CASERTA – Presso il Ristorante Mulini Reali si è svolta la cerimonia del Passaggio del Collare del Rotary Club Caserta “Luigi Vanvitelli”, evento che segna il passaggio ufficiale delle consegne tra il presidente uscente Francesco Mercurio e la nuova presidente Anna Di Mauro, alla guida del club per l’anno rotariano 2026/2027. Un appuntamento che ha riunito soci, autorità civili e rotariane, confermando il ruolo del Rotary come presidio di servizio, solidarietà e cittadinanza attiva nel territorio casertano.
Mercurio ha ripercorso i principali progetti del suo mandato, evidenziando il lavoro svolto in sinergia con soci e istituzioni. Service dedicati al sociale, alla cultura e alla formazione hanno rafforzato la presenza del club sul territorio, consolidando collaborazioni e nuove reti di volontariato.
Il momento centrale della serata è stato il passaggio del collare, simbolo della continuità rotariana, con cui Anna Di Mauro ha assunto ufficialmente la presidenza. La sua nomina chiude idealmente un cerchio tutto al femminile che coinvolge anche i club patrocinati: Enrica Torella, presidente del Rotaract Caserta “Luigi Vanvitelli”; Sofia Morace, presidente dell’Interact Caserta Next Generation. Un segnale forte di leadership e partecipazione femminile nel mondo rotariano.

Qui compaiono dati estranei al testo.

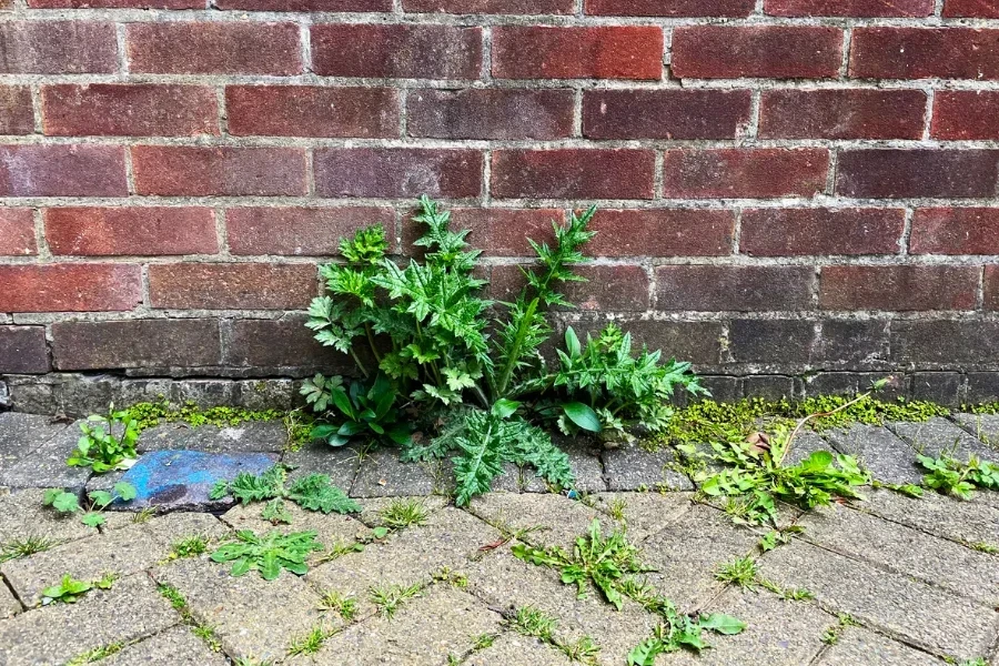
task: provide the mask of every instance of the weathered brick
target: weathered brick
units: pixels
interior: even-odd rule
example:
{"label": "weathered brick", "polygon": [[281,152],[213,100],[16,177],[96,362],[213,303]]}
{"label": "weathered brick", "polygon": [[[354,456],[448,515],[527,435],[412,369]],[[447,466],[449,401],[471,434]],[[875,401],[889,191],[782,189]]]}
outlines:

La cerimonia ha visto la partecipazione di numerose personalità istituzionali e rotariane, tra cui: Paolo Colombo, Garante dei Disabili della Regione Campania; Pamela Frasca, Consigliera di Parità della Provincia di Caserta; Maria Carola, Segretaria Distrettuale Rotary 2025/2026; Mario Schiano, Assistente Distrettuale 2026/2027; Giovanna Postiglione, presidente della Commissione “Autori Rotariani in Corsia”; Carla Coppola, presidente della Commissione Rotary DEI e Antonella Marotta, presidente del Rotary Club “Golfo di Gaeta – Monti Aurunci”. Una presenza corale che testimonia il forte radicamento del club nel tessuto sociale e istituzionale.
Avvocata, attivista per i diritti umani, autrice e presidente dell’associazione Giuriste 5.0, Anna Di Mauro ha illustrato il programma del nuovo anno rotariano, ispirato al tema internazionale “Creiamo un impatto duraturo”. «Il nostro obiettivo – ha dichiarato – sarà tradurre concretamente il progetto del Rotary International. Un impatto duraturo significa costruire service capaci di generare cambiamenti reali, che restino nel tempo e rispondano alle esigenze della comunità». Al centro del programma: inclusione e diritti; cultura e formazione; sostegno alle fasce fragili; valorizzazione delle competenze dei soci; progetti con ricadute tangibili sul territorio.
L’evento, dedicato alle donne vincitrici del Premio Nobel – con particolare omaggio a Grazia Deledda nel centenario del suo riconoscimento – si è concluso in un clima di amicizia e partecipazione. Il Rotary Club Caserta “Luigi Vanvitelli” si prepara così a un nuovo anno di attività con entusiasmo rinnovato, confermando la volontà di essere sempre più vicino alla comunità e di trasformare l’impegno dei soci in azioni concrete a beneficio della collettività.